Хотя мой учитель выговорил эти слова самым равнодушным голосом, читающий, вероятно, уже догадался, какое впечатление они произвели на бедного келаря. Не могу определенно утверждать, что он побледнел, но я настолько был уверен, что он побледнеет, что он и вправду показался мне побледневшим.

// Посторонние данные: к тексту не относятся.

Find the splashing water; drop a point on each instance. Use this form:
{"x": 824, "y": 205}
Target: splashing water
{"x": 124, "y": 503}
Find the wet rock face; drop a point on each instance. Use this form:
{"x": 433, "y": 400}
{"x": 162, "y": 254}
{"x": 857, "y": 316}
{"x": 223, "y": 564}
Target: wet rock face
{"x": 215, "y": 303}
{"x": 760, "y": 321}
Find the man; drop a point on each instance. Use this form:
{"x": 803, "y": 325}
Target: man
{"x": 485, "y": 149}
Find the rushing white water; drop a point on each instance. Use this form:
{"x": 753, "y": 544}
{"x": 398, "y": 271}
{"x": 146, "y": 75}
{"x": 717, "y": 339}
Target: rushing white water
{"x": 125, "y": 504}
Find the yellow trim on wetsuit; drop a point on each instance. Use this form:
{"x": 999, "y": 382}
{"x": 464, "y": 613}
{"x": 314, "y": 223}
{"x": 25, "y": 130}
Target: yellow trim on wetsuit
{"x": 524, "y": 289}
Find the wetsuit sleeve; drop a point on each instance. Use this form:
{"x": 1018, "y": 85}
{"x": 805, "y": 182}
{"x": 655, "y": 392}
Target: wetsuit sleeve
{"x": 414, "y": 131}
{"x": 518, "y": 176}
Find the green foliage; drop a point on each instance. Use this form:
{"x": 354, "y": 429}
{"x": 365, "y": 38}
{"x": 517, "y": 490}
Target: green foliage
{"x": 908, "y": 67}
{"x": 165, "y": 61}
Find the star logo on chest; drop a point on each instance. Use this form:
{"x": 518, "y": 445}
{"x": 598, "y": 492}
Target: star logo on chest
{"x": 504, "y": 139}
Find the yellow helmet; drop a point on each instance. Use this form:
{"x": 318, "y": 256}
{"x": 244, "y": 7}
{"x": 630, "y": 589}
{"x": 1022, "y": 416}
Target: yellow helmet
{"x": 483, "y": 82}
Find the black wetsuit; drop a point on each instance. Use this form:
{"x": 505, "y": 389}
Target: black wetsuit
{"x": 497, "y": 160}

«О подобных вещах я если бы и узнал – сразу же сообщил бы Аббату, – нерешительно отвечал он. – И все-таки, сознавая, что любое сведение полезно для твоего разыскания, я не умолчу ни о чем из того, что вижу по ночам… В ту ночь, когда погиб Адельм, я шел по нашему подворью… это все из-за курятника… понимаешь, возникли слухи, будто кто-то из холопов по ночам ворует куриц… Так вот, той ночью я шел и неожиданно увидел – увидел издалека, так что клясться ни в чем не стану – Беренгара, который возвращался в почивальни откуда-то из-за угла хора. Он шел вроде бы от Храмины. Я ничему не удивился, так как братия давно злословила о Беренгаре. Ты, наверно, уже слышал…»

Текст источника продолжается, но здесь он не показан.